L’auteur Christos Chryssopoulos et Michel Briand, professeur de l’Université de Lettres et langues de Poitiers, se sont livrés à une lecture improvisée d’Athènes – Disjonction, l’une des dernières oeuvres de l’écrivain, rythmée des ses propres photographies qui parcourent et illustrent le livre original.
Deux souffles, deux langues qui se rencontrent, un échange entre deux hommes, passé et présent, français lu par un expert de grec ancien, et grec moderne lu par un auteur marqué par le sort contemporain de son pays.

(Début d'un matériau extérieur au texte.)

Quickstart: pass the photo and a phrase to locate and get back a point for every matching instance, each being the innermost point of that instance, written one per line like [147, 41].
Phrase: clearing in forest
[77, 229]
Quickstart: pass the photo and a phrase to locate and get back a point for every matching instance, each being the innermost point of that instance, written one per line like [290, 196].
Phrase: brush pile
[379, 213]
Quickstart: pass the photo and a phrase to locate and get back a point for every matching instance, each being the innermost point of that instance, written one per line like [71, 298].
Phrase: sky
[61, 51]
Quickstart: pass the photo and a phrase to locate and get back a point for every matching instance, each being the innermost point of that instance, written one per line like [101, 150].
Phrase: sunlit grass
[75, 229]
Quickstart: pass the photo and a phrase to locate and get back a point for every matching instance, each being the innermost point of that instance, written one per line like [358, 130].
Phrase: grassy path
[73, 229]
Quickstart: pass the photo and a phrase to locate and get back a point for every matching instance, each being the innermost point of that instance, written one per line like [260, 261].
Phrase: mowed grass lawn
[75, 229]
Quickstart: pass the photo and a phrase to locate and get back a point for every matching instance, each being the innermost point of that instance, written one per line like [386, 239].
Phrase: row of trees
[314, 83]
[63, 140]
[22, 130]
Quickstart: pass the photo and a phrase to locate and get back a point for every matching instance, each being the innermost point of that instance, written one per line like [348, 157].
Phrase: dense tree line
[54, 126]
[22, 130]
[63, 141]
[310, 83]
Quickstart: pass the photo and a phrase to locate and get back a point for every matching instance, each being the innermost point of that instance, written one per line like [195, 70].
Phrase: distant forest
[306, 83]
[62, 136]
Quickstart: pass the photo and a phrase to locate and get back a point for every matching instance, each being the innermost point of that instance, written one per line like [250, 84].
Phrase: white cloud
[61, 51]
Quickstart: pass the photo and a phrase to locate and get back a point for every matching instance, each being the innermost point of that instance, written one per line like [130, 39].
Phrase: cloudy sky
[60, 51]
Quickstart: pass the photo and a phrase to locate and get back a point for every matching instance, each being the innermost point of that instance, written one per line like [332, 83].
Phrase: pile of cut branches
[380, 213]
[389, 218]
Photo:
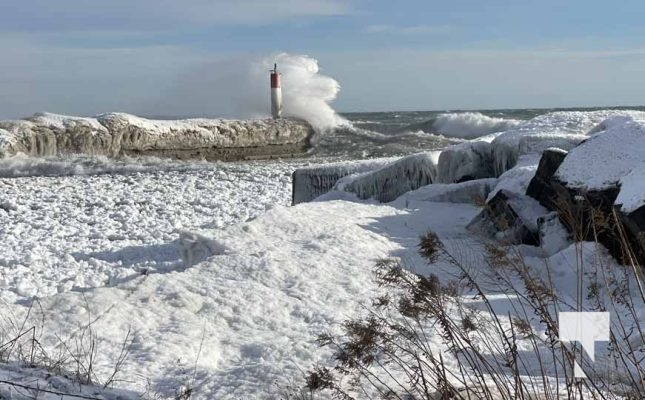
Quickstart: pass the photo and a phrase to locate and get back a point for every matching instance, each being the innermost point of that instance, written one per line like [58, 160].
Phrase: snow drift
[116, 134]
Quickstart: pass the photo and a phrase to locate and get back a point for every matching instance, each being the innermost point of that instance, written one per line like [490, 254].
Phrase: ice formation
[465, 161]
[117, 134]
[562, 129]
[391, 181]
[464, 192]
[311, 182]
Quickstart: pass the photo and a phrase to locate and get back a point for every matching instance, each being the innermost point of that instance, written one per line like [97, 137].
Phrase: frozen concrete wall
[117, 134]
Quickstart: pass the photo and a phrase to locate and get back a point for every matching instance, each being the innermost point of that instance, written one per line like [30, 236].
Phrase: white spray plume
[239, 88]
[307, 94]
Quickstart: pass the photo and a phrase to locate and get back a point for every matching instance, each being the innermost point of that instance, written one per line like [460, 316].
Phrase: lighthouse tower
[276, 93]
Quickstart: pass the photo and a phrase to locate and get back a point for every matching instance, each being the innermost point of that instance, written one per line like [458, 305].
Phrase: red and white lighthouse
[276, 93]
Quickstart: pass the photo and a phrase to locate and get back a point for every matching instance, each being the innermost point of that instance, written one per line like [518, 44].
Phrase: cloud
[476, 79]
[73, 15]
[410, 30]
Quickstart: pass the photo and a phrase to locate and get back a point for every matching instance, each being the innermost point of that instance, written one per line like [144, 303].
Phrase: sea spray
[238, 87]
[307, 93]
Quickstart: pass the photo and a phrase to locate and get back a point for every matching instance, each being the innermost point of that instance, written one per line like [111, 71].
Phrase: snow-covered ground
[223, 286]
[87, 230]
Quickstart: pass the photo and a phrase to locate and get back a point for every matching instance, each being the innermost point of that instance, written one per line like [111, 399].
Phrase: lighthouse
[276, 93]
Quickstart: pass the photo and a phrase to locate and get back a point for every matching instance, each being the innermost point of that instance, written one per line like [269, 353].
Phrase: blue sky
[90, 56]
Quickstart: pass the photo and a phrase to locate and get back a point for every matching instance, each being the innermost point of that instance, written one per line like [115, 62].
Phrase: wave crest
[469, 125]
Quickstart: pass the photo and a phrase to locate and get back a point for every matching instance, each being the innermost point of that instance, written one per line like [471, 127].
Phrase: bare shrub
[392, 352]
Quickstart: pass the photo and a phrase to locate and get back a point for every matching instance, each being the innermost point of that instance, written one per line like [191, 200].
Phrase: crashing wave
[466, 125]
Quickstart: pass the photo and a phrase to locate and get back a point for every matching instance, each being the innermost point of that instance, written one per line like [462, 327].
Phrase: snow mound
[465, 192]
[116, 134]
[391, 181]
[245, 319]
[312, 182]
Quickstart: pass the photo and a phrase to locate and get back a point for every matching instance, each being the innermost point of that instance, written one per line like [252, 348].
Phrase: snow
[465, 161]
[225, 287]
[606, 157]
[612, 156]
[36, 383]
[314, 181]
[117, 133]
[392, 180]
[464, 192]
[96, 229]
[562, 129]
[517, 179]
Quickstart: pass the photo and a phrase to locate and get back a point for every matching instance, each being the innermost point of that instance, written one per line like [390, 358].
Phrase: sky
[149, 57]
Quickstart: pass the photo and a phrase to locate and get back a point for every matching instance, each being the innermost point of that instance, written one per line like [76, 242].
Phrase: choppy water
[375, 134]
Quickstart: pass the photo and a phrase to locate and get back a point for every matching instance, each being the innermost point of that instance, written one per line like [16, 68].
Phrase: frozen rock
[391, 181]
[597, 187]
[510, 217]
[517, 179]
[310, 183]
[464, 192]
[540, 187]
[554, 237]
[465, 161]
[117, 134]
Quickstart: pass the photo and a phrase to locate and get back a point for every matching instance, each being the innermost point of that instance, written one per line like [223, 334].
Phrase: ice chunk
[464, 192]
[390, 181]
[465, 161]
[517, 179]
[312, 182]
[606, 157]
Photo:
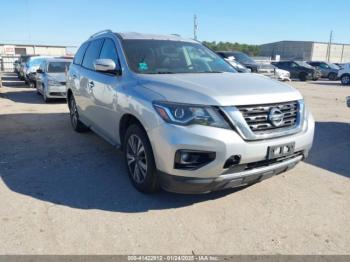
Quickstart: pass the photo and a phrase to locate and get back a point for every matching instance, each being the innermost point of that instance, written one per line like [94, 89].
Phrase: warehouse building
[307, 50]
[9, 53]
[17, 50]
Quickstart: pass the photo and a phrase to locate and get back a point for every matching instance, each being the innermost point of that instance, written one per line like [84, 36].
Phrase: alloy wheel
[136, 158]
[345, 79]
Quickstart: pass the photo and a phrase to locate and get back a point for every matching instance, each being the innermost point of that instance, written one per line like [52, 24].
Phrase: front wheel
[139, 160]
[46, 99]
[77, 125]
[303, 76]
[345, 79]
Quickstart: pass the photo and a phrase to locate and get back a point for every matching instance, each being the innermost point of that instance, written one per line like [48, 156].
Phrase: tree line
[251, 50]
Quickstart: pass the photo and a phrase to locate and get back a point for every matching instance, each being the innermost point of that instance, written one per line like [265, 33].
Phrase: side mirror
[107, 66]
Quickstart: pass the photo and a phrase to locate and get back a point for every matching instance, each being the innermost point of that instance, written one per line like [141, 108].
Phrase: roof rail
[101, 32]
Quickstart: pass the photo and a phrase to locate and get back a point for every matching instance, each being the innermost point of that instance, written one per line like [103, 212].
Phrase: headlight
[54, 83]
[185, 115]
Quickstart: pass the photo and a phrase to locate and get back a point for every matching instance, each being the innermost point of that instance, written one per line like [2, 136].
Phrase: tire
[332, 76]
[139, 160]
[303, 76]
[345, 79]
[32, 84]
[77, 125]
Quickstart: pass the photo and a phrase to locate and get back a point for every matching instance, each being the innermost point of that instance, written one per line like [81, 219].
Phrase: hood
[60, 77]
[220, 89]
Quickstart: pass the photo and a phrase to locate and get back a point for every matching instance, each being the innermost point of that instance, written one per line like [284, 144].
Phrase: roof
[134, 35]
[41, 45]
[53, 59]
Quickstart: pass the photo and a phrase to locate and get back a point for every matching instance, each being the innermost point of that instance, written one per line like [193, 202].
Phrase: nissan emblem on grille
[276, 117]
[269, 117]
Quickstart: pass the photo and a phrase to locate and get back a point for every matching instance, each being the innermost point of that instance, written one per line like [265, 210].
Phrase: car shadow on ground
[42, 157]
[29, 96]
[331, 147]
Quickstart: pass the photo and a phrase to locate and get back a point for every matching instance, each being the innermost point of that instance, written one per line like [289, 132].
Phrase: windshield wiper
[164, 72]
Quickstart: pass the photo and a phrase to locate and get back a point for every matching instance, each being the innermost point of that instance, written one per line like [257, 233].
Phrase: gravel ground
[68, 193]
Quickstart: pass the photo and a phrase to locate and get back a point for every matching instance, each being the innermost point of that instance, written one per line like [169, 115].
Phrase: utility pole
[195, 27]
[329, 46]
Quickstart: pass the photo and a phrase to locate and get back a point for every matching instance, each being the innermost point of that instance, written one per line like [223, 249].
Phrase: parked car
[235, 64]
[51, 78]
[328, 70]
[29, 71]
[299, 70]
[185, 120]
[344, 74]
[274, 72]
[23, 65]
[242, 58]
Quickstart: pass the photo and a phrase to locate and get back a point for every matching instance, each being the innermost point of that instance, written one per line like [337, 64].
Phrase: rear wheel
[332, 76]
[139, 160]
[74, 116]
[345, 79]
[302, 76]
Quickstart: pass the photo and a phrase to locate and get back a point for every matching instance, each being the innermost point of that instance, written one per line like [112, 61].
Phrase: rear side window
[78, 58]
[92, 53]
[109, 51]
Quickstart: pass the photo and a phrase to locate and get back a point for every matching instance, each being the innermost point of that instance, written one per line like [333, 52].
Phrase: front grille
[57, 93]
[257, 116]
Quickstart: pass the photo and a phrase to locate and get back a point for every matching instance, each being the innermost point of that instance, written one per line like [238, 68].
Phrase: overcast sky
[254, 22]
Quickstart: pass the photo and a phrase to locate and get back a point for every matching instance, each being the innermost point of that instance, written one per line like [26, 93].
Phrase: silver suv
[185, 120]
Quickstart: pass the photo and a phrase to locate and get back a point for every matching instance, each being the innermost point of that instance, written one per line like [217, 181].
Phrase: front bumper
[192, 185]
[167, 139]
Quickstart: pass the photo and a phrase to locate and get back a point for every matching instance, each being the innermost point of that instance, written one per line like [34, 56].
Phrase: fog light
[233, 160]
[191, 160]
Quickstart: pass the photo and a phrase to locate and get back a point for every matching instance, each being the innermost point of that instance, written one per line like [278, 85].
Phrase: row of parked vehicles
[291, 69]
[184, 119]
[45, 73]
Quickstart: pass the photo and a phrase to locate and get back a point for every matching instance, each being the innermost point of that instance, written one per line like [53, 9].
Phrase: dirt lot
[68, 193]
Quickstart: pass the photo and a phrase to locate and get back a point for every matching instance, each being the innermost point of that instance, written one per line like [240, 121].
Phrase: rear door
[40, 76]
[103, 97]
[74, 77]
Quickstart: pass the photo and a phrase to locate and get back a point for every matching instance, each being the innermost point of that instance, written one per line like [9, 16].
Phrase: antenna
[195, 27]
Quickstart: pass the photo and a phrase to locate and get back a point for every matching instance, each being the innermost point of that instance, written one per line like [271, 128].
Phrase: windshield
[304, 64]
[58, 67]
[171, 57]
[333, 66]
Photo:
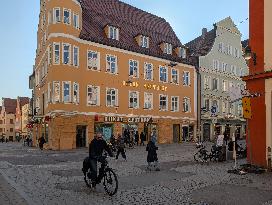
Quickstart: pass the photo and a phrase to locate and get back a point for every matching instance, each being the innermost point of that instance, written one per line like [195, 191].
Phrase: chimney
[204, 31]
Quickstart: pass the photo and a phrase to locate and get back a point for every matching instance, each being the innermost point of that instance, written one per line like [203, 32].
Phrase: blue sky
[18, 30]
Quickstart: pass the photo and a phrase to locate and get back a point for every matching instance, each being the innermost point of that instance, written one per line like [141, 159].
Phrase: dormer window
[144, 41]
[113, 33]
[167, 48]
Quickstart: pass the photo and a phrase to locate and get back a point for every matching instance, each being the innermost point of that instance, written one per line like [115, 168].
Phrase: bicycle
[109, 178]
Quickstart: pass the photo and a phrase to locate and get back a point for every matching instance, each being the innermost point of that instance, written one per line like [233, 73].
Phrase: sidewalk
[8, 195]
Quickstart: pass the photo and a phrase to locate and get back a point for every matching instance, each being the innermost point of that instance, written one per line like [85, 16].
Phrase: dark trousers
[93, 167]
[122, 151]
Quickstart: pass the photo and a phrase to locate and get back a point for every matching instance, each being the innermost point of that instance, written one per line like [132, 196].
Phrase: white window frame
[148, 104]
[54, 53]
[108, 64]
[69, 19]
[63, 87]
[92, 63]
[76, 96]
[112, 103]
[129, 97]
[55, 19]
[186, 78]
[160, 102]
[132, 66]
[175, 103]
[177, 76]
[113, 33]
[55, 99]
[166, 73]
[76, 21]
[97, 97]
[186, 105]
[69, 52]
[77, 58]
[144, 41]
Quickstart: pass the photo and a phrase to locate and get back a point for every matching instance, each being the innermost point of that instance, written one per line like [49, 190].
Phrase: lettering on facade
[129, 120]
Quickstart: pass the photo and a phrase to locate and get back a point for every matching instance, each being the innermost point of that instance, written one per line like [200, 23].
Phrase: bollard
[269, 159]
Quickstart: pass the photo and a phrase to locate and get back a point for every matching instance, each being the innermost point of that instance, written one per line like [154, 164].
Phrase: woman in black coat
[151, 149]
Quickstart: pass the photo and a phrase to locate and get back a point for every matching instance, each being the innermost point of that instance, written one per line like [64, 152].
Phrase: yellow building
[107, 66]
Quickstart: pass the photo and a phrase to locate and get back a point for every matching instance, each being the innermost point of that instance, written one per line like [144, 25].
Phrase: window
[66, 53]
[182, 53]
[113, 33]
[215, 83]
[174, 76]
[224, 107]
[93, 60]
[224, 67]
[66, 16]
[56, 17]
[163, 74]
[49, 97]
[133, 68]
[111, 66]
[221, 47]
[186, 104]
[93, 95]
[56, 91]
[207, 104]
[112, 97]
[186, 78]
[148, 100]
[163, 102]
[76, 93]
[236, 53]
[233, 69]
[66, 91]
[75, 56]
[175, 103]
[56, 53]
[133, 99]
[167, 48]
[144, 41]
[76, 21]
[148, 73]
[216, 65]
[207, 82]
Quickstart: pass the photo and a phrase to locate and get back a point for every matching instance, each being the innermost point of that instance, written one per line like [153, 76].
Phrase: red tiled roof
[10, 105]
[131, 21]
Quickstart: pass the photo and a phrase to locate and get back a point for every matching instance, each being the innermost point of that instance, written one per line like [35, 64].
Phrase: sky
[18, 29]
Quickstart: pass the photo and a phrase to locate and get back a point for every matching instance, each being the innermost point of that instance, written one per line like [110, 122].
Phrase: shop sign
[113, 119]
[155, 87]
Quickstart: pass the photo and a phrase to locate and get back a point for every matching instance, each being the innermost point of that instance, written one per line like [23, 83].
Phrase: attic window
[167, 48]
[113, 33]
[144, 41]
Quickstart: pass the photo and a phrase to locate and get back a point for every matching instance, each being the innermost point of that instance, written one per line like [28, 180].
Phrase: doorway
[206, 132]
[176, 133]
[81, 136]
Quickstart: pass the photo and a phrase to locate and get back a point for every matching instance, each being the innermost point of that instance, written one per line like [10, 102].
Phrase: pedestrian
[142, 137]
[137, 138]
[41, 142]
[152, 157]
[121, 147]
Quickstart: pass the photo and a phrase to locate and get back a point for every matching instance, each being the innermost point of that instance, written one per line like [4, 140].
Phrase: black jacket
[97, 147]
[151, 148]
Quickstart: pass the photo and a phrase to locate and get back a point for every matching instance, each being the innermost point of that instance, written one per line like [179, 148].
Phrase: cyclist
[96, 148]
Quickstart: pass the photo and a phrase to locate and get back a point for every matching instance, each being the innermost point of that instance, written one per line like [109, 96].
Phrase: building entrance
[81, 136]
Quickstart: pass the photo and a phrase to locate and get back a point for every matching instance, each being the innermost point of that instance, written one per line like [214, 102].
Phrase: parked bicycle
[203, 155]
[109, 177]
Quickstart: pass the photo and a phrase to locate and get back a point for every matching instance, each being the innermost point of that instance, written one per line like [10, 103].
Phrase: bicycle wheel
[87, 179]
[110, 182]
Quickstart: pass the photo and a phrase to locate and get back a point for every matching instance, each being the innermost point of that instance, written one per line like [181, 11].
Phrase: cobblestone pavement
[52, 177]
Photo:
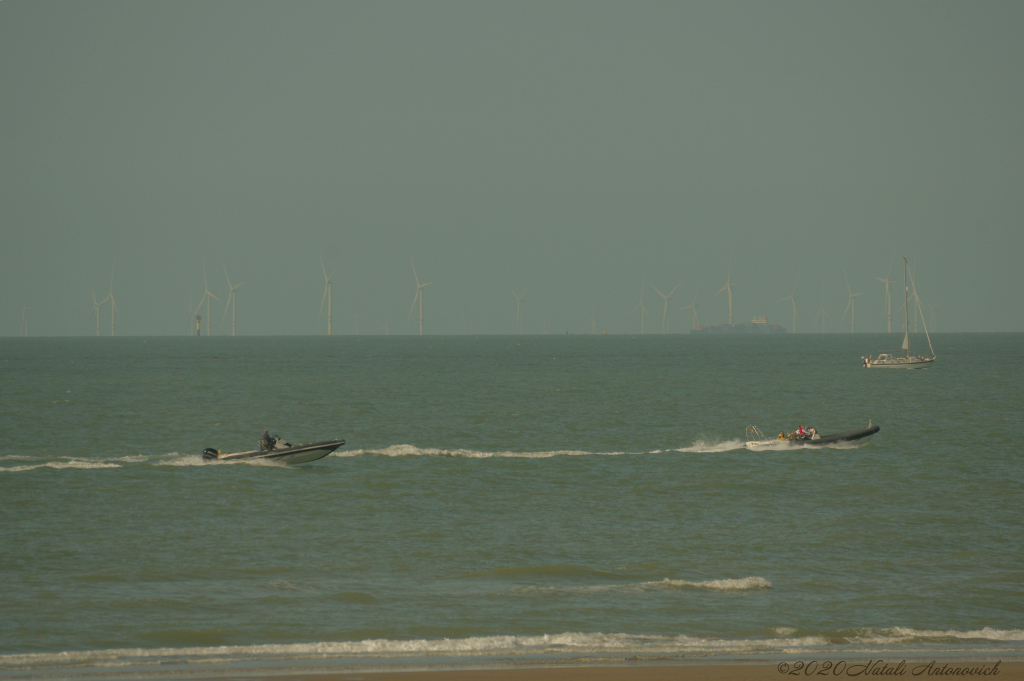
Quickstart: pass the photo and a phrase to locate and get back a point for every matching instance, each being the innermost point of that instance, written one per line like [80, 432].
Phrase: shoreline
[601, 669]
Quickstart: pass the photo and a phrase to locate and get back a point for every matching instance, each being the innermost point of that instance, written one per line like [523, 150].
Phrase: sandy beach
[726, 672]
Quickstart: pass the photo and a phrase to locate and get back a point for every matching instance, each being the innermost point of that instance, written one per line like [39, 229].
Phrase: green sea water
[502, 499]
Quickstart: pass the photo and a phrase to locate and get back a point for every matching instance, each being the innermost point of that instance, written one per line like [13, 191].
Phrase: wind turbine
[114, 305]
[518, 307]
[327, 294]
[96, 306]
[693, 307]
[794, 301]
[851, 305]
[230, 298]
[418, 296]
[728, 287]
[643, 310]
[889, 300]
[821, 310]
[206, 296]
[665, 312]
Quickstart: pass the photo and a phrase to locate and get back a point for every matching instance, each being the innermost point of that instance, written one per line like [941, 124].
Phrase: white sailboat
[909, 362]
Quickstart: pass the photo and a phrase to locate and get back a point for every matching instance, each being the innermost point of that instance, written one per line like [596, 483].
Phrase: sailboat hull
[889, 362]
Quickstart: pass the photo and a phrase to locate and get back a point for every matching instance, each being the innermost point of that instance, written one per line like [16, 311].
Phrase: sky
[585, 153]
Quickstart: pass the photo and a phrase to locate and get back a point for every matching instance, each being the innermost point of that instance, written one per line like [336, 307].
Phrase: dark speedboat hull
[822, 440]
[298, 454]
[842, 437]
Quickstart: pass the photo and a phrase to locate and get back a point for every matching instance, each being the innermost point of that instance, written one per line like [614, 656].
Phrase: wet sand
[916, 669]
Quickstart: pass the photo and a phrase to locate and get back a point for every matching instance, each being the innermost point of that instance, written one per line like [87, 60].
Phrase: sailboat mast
[906, 314]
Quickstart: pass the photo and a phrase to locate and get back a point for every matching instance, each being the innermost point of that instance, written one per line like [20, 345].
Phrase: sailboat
[909, 362]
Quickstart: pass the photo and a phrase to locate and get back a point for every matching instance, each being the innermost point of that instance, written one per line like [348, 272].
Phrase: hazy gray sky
[578, 149]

« Quand on parcourt la ville en la photographiant, on prend conscience de quelque chose que seuls ceux qui prennent des photos sont capables de percevoir : elle est criblée de trous noirs. Les endroits où il n’y a absolument rien sont légion. Je ne reviens jamais voir les lieux que j’ai photographiés. L’arbre qui se dresse seul dans la ruelle qui donne sur l’avenue Singrou. Le mannequin dans le terrain vague de la rue Éolou. Le sex -shop ouvert la nuit… Le cliché que j’en ai pris les a effacés. Et je me déplace dans la ville entre ces trous noirs qui sont les photographies que j’ai déjà prises. Et plus je poursuis ma promenade avec mon appareil, plus les trous noirs se multiplient, les passages de l’un à l’autre se font de plus en plus étroits, les endroits intéressants que je pourrais observer se raréfient et petit à petit je taris la ville. Morceau par morceau, je la supprime. Il y a déjà des quartiers entiers et des rues, des bouts de l’horizon qui ne sont plus là. Et plus la ville diminue, plus mon angoisse grandit, quand je reviens dans ces rues de plus en plus difficiles à traverser, de plus en plus indifférentes. Mes photographies représentent la nervosité de l’homme qui respire avec peine et fébrilité le peu d’air qui lui reste. À un moment, j’épuiserai Athènes, elle ne contiendra plus rien pour moi. Je serai alors encerclé par les traces noires rectangulaires de mes photographies. Je pense qu’alors je tournerai l’appareil vers moi. Pour que ma dernière photographie soit un autoportrait. Et que je disparaisse ainsi dans le trou noir de la dernière image.«
Un moment hors du temps, d’écoute et de médiation, au son de deux voix qui se succèdent. Qui nous parlent d’une même écriture, dans deux mélodies différentes, d’un même sujet : l’Athènes d’aujourd’hui, marquée par le passé, le plus lointain, mais aussi le plus proche, la crise.
« Christos Chryssopoulos raconte par l’image l’Athènes d’aujourd’hui, cette ville secrète et blessée qui n’appartient à personne. Il porte sur elle un regard tendre et inquiet et en débusque les failles, s’étonnant encore et toujours, et accompagnant de ses mots la ville en crise. » Athènes – Disjonction, éditions Signes et Balises.